The darkness engulfed each free-floating earthmote in turn. He waited patiently, until he saw distant flashes of green, red, and sky blue flower in the darkness. He presumed the light bursts heralded the moment a mote found a squirming monstrosity gliding inward from the discontinuity. When mote found horror, one annihilated the other. He fancied he could hear the detonations, though he knew the watchtowers were too far from the zone of engagement for sound to make the return trip.
The earthmotes were the natural world’s defense against the aberrations.
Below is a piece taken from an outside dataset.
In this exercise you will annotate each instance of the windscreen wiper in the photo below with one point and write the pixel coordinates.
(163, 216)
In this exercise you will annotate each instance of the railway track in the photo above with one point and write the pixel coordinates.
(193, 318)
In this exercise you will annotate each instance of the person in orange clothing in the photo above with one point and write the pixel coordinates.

Taal peered into the abyss, past the flashes of light, into the eye-searing darkness. Despite never having seen it from the watchtower, Taal knew the name of the malign beachhead that existence defended itself from: the Citadel of the Outer Void.
A wild cat’s growl jerked him from his reverie.
The growl came from a tattoo on Taal’s upper right arm. The image, a tiger with a scorpion’s tail, was his personal totem, one he’d paid handsomely to have magically inked on his flesh.
He’d only enjoyed its power a few tendays before he was plucked from Faerun to swear his oath. But even in the stark realm where he served as castellan for one of the Twelve Towers, his totem warned him when potential enemies were drawing near.